The point to be made with the pyramid is that GENERALLY (and luckily) there are only few fatal accidents, more with injuries, even more with material damage and even more near misses. Heinrich’s premises was thus that attacking the frequent low-consequence incidents will eventually reduce or prevent the number of serious accidents as well. Seems to make sense, if only because it’s pretty tedious to wait for the really strong signals to appear - much better to (re)act on weak signal and prevent the strong ones from happening at all.

Here then are at least two of the misunderstandings that often occur:

1) People tend to forget what it was that Heinrich actually counted. This (in)famous pyramid consists of data from a huge number of various incidents (wasn’t it something like 1,5 million?) which he ranged in a certain way according to the consequences resulting in this pyramid-like distribution. Meaning several things: Firstly Heinrich not only counted apples and pears; no he went out to get the entire fruit market from coconuts and bananas to raspberries and tomatoes and ranged these from rotten to ripe to green summing up these categories. The pyramid thus collects things that are very, very different in nature. Secondly let’s get another thing very clear: the pyramid is about CONSEQUENCES and consequences alone. Which gets us to point 2.

2) Often forgotten and/or misunderstood is one of the central things in Heinrich’s work, namely the Common Cause Hypothesis. This says that serious accidents and its precursors (i.e. minor incidents) are due to the same causes. Thus providing a theoretical grounding why one should do something about the “weaker signals” to prevent the serious accidents from happening. Crucial here is of course the COMMON CAUSE. Logic dictates that we will find a huge number of different causal chains (or rather tree - see the domino comment) within our fruit market (*) and looking at preventive measures that work one has to remain within one causal tree and not blend these together. It’s folly to think that preventive measures on apples will do something about the rotten coconuts (replace “apples” by “finger cuts in kitchen” and “rotten coconuts” by “BLEVE” if you like). Yet this is the un-nuanced message that is often spread by ignorant/lazy colleagues and consultants. It’s hardly Heinrich’s fault that this happens, or is it? (We could draw a parallel to religions and fundamentalism here by the way, I won’t now).
(*) Note: And likely a couple of underlying “causes” that cover a much larger selection, but these are usually so general/generic/non-specific that they are rather classification terms (think of catch-all phrases like “competence” and “culture” or the GFT/BRF from Tripod) than real causes in the chain.

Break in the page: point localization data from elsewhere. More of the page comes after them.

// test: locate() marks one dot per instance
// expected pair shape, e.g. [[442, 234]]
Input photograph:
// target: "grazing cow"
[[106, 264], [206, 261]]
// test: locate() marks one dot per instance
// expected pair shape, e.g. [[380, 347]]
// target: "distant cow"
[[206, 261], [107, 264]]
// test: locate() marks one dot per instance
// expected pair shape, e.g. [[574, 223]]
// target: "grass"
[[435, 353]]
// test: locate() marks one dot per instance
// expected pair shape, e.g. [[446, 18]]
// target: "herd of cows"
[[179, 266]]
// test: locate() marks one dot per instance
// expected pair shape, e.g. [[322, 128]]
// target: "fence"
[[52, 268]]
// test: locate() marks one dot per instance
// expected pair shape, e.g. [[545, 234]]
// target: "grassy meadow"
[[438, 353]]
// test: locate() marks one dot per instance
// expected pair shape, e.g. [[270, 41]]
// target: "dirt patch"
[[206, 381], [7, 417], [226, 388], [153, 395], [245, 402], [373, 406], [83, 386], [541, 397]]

Anyway, the case is: while part of Heinrich’s conclusions may not be literally valid anymore (if they ever were, literally), the general line is applicable today as much as it were then. Zooming in on a certain accident/incident type and its precursors (instead of taking a consequence as the point of departure) both a pyramid(ish) ratio (specific to each type and probably company) can be found and the common cause hypothesis can be applied. And even better: it has been scientifically tested. Sure, it took a long time since 1931, but read for example Linda Wright’s PhD (2003) and I guess the Storybuilder project in the Netherlands can provide additional evidence here.

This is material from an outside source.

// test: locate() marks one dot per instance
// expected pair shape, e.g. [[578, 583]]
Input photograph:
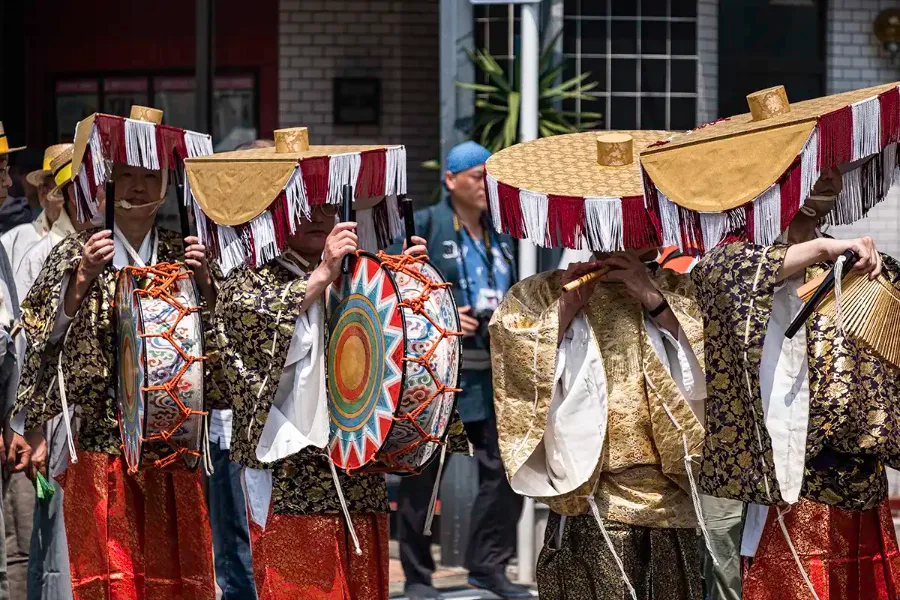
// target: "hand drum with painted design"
[[393, 362], [160, 369]]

Concluding with my own view on the title of this thread: wishing for zero fatalities is obviously a good thing but as a goal it’s useless. Just how are you going to steer on such infrequent events as fatalities or LTIs (see various eminent authors on this subject; apart from the fact that you can only go so far with controlling external factors - at least in my business). And it may do actual damage as some of our group members justly argued. In our company we rather talk about a zero-vision, not goal. Goals are to be set on the weaker signals that may lead to an accident (and eventually fatality), or rather on some pro-active leading indicators. But that was another thread, wasn’t it?